Hij voert Duitse opdrachten enthousiast uit. In de zomer vindt iemand in zijn prullenbak een lijst van mensen die opgeroepen moeten worden voor de Arbeitseinsatz. Die worden gewaarschuwd en kunnen op tijd onderduiken.
In de zomer van 1944 roept Schregardus de bevolking op de Markt in Waalre bijeen. Ze moeten overal ‘schuttersputjes’ graven. Dit zijn diepe kuilen voor één man die van daaruit kan schieten op de geallieerden.

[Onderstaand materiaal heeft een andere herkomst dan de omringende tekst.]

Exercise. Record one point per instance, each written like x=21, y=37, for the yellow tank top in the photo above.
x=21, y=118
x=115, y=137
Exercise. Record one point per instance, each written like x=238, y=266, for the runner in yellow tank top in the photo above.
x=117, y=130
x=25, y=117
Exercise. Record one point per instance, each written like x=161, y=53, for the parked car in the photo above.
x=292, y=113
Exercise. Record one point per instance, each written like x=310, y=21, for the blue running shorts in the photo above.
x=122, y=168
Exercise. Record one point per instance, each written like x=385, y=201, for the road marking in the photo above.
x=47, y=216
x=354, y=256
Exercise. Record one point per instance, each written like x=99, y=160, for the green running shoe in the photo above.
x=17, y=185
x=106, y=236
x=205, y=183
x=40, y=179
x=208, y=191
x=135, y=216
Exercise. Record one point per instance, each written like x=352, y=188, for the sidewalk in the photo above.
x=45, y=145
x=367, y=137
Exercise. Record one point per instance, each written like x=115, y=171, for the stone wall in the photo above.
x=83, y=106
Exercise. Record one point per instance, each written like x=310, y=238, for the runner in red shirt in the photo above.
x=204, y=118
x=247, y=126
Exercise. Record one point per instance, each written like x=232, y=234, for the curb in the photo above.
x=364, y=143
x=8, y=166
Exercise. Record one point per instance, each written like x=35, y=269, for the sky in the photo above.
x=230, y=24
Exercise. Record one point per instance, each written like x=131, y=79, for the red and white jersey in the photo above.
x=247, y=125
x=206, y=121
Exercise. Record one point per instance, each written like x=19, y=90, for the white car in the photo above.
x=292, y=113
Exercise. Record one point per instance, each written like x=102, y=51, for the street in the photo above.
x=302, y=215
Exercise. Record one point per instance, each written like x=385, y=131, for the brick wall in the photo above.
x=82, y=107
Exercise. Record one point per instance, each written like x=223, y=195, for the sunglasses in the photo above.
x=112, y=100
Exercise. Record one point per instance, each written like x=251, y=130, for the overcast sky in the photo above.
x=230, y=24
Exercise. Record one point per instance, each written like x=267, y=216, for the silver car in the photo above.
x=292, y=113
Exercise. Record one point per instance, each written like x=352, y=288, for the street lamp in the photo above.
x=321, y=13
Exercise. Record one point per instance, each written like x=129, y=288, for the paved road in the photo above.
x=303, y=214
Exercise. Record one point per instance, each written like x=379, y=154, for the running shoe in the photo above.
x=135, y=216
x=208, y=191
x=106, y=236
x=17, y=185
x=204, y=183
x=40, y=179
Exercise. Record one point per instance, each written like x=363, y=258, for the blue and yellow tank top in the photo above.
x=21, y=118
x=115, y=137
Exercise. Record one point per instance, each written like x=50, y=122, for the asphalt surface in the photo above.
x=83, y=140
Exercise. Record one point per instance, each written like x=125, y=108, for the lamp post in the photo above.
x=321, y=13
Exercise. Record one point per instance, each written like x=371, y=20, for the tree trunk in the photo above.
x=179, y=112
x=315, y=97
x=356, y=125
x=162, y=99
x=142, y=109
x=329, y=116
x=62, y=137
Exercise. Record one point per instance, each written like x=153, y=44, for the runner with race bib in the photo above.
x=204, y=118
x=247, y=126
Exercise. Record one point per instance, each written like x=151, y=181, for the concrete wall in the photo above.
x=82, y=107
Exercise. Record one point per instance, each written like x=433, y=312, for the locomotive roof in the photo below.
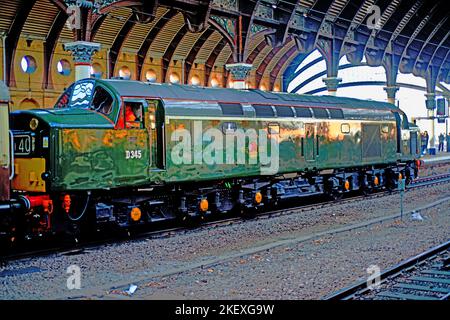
x=133, y=88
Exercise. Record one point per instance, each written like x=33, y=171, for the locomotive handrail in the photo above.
x=11, y=155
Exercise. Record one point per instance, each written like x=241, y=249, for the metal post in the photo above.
x=401, y=188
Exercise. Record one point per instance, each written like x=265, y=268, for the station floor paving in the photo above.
x=439, y=157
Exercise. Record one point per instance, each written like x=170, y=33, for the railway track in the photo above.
x=423, y=277
x=79, y=247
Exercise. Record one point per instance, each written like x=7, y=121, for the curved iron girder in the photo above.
x=196, y=15
x=260, y=47
x=329, y=40
x=289, y=73
x=436, y=49
x=244, y=23
x=283, y=14
x=49, y=47
x=225, y=35
x=168, y=54
x=144, y=12
x=276, y=70
x=145, y=46
x=390, y=48
x=252, y=56
x=346, y=48
x=116, y=47
x=263, y=66
x=190, y=58
x=391, y=56
x=417, y=70
x=441, y=65
x=12, y=38
x=405, y=64
x=210, y=62
x=373, y=46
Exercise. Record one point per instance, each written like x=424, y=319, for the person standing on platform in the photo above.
x=441, y=142
x=448, y=142
x=424, y=142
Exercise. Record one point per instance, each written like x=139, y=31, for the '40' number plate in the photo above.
x=22, y=145
x=133, y=154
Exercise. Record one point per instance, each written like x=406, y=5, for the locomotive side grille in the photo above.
x=371, y=142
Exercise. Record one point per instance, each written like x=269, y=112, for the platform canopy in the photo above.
x=405, y=35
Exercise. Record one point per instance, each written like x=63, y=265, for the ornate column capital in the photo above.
x=82, y=51
x=391, y=91
x=430, y=101
x=332, y=83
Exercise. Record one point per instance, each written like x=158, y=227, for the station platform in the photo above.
x=439, y=157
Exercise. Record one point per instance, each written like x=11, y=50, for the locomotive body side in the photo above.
x=112, y=152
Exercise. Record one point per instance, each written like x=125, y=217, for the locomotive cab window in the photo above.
x=102, y=101
x=133, y=115
x=274, y=128
x=345, y=128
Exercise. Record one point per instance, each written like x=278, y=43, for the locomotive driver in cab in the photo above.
x=132, y=117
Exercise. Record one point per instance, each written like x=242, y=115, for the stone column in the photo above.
x=430, y=104
x=391, y=91
x=82, y=52
x=332, y=84
x=240, y=72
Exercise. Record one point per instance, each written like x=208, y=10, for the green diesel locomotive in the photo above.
x=129, y=153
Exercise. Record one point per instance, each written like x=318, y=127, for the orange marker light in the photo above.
x=67, y=201
x=135, y=214
x=347, y=185
x=258, y=197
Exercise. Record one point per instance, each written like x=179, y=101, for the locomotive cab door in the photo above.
x=310, y=139
x=156, y=130
x=134, y=139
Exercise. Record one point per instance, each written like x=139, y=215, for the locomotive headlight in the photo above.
x=34, y=124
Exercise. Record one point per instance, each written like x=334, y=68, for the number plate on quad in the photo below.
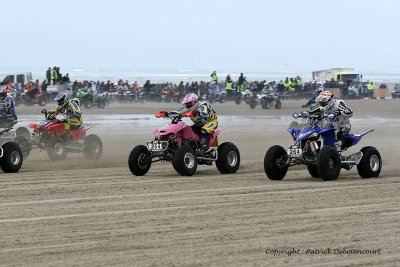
x=294, y=151
x=157, y=145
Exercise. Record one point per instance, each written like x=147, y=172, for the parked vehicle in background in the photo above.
x=18, y=77
x=396, y=91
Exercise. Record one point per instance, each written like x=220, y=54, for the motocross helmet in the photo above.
x=191, y=101
x=325, y=100
x=61, y=98
x=3, y=92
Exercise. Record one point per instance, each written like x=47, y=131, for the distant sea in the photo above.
x=187, y=75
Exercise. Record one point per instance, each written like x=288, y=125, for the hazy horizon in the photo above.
x=224, y=35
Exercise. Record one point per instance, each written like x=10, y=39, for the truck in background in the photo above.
x=18, y=77
x=337, y=74
x=349, y=82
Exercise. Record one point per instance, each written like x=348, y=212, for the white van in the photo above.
x=20, y=77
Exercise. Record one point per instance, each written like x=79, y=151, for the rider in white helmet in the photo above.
x=71, y=110
x=326, y=104
x=204, y=121
x=7, y=108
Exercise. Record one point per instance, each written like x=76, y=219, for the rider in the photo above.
x=70, y=109
x=313, y=100
x=327, y=104
x=7, y=108
x=205, y=119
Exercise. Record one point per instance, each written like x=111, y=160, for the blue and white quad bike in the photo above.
x=316, y=147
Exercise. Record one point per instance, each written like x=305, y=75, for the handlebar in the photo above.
x=314, y=117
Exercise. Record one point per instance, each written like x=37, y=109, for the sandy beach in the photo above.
x=86, y=213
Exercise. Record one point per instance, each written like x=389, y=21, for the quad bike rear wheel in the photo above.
x=252, y=103
x=24, y=145
x=185, y=161
x=328, y=163
x=42, y=100
x=136, y=160
x=12, y=158
x=274, y=165
x=228, y=158
x=371, y=163
x=278, y=104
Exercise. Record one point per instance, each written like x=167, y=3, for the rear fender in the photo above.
x=213, y=140
x=170, y=128
x=56, y=129
x=294, y=132
x=358, y=137
x=328, y=134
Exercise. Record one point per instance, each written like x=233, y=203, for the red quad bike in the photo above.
x=178, y=144
x=50, y=135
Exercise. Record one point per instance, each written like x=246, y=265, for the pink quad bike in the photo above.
x=179, y=144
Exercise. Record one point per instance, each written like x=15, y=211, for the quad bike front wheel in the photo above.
x=12, y=158
x=238, y=100
x=328, y=163
x=42, y=100
x=253, y=103
x=136, y=161
x=24, y=145
x=274, y=163
x=92, y=147
x=102, y=104
x=22, y=131
x=185, y=161
x=371, y=163
x=278, y=104
x=228, y=158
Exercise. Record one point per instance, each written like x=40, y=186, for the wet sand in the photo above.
x=82, y=213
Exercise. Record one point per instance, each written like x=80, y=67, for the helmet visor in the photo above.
x=189, y=105
x=323, y=104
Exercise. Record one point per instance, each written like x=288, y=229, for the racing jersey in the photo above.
x=203, y=114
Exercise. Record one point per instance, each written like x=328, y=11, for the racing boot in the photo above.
x=203, y=147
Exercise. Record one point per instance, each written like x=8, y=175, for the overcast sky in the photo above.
x=251, y=35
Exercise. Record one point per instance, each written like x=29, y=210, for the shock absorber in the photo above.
x=314, y=146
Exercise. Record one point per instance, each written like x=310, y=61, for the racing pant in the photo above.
x=74, y=123
x=205, y=132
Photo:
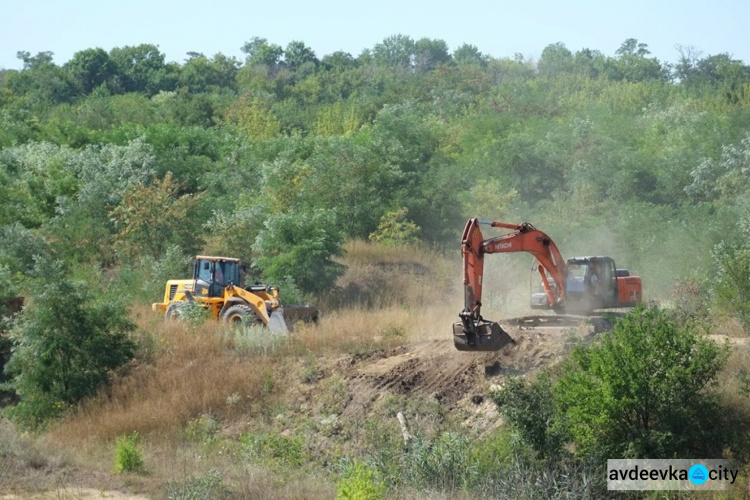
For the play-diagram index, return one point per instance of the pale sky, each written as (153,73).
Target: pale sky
(498,28)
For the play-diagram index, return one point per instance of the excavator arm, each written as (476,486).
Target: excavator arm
(473,333)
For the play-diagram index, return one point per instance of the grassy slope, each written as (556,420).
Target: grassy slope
(246,415)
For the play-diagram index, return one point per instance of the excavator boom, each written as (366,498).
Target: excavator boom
(473,333)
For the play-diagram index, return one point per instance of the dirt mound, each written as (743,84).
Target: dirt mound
(452,378)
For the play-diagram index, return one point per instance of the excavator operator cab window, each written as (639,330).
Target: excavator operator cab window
(577,273)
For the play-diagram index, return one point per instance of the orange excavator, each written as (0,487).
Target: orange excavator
(581,285)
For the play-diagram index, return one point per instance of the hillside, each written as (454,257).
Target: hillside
(346,181)
(244,414)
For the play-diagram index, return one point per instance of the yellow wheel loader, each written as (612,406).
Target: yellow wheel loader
(216,287)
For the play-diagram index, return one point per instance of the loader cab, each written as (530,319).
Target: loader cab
(212,274)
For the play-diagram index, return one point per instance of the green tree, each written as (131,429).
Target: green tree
(297,54)
(91,68)
(301,245)
(339,61)
(142,68)
(66,345)
(395,50)
(555,59)
(529,407)
(429,54)
(150,218)
(731,282)
(644,391)
(468,54)
(259,51)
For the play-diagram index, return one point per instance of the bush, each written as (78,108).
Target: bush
(731,285)
(65,346)
(359,482)
(643,393)
(207,487)
(301,245)
(128,456)
(530,409)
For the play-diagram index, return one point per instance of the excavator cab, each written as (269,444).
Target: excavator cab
(591,284)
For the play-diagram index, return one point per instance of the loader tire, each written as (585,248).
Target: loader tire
(175,311)
(241,315)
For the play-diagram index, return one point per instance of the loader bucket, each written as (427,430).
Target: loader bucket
(489,337)
(277,323)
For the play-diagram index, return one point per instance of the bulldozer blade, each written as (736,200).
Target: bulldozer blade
(489,337)
(277,323)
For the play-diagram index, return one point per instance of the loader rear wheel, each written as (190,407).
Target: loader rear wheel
(241,315)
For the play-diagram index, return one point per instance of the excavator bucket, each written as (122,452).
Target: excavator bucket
(277,323)
(487,336)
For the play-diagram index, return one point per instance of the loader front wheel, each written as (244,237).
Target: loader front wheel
(241,315)
(175,311)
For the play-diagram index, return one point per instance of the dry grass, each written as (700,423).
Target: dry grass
(193,373)
(381,276)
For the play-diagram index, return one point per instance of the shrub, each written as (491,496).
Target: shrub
(360,482)
(128,455)
(530,409)
(65,346)
(731,285)
(396,229)
(207,487)
(301,245)
(643,392)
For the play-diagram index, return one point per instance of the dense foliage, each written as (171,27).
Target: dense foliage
(121,165)
(644,392)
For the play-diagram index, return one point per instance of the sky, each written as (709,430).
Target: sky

De meeste inwoners zijn blij weer van hem af te zijn bij de bevrijding in september 1944.
Jantje pap
Deze NSB’er joeg actief op onderduikers en verzetsmensen. De heer A. Toonders vertelt: “Mijn broer werd op de laatste dag nog opgepakt door Jantje Pap en direct op de trein naar Rusland gezet. Hij is te voet teruggegaan en vanaf de grens met Duitsland heeft hij de trein kunnen pakken. Hij woog 100 kg toen hij ging en nog maar 50 kg toen hij terugkwam. Kort daarop is hij overleden.”
“ne borrel kunde krijgen……”
Goede doelen mogen niet meer collecteren. Alleen de nazistische ‘Winterhulp’ mag dat. Ambtenaren moeten hiervoor zelfs met een collectebus rondgaan. Als zij aanbellen bij mensen, krijgen ze vaak te horen: “ 'ne borrel kunde krijgen, maar geld voor de Winterhulp... da' witte wel!”
Bronnen:
Raimondo Bogaars & Jaap Wallinga: Aalst-Waalre in oorlogstijd (Waalres Erfgoed).
(De verslagen van ooggetuigen in ons verhaal komen uit dit boek)
Zoetmulder: Van Rendierveld tot Groenfontein
(De verhalen van dokter Wachters die een NSB’er behandelt met ruimschoots jodium, de collectebus voor de Winterhulp en de schutterputjes)
Er op uit
Huize Heemrijck aan het begin van de Julianalaan, waar veel Joodse onderduikers verbleven.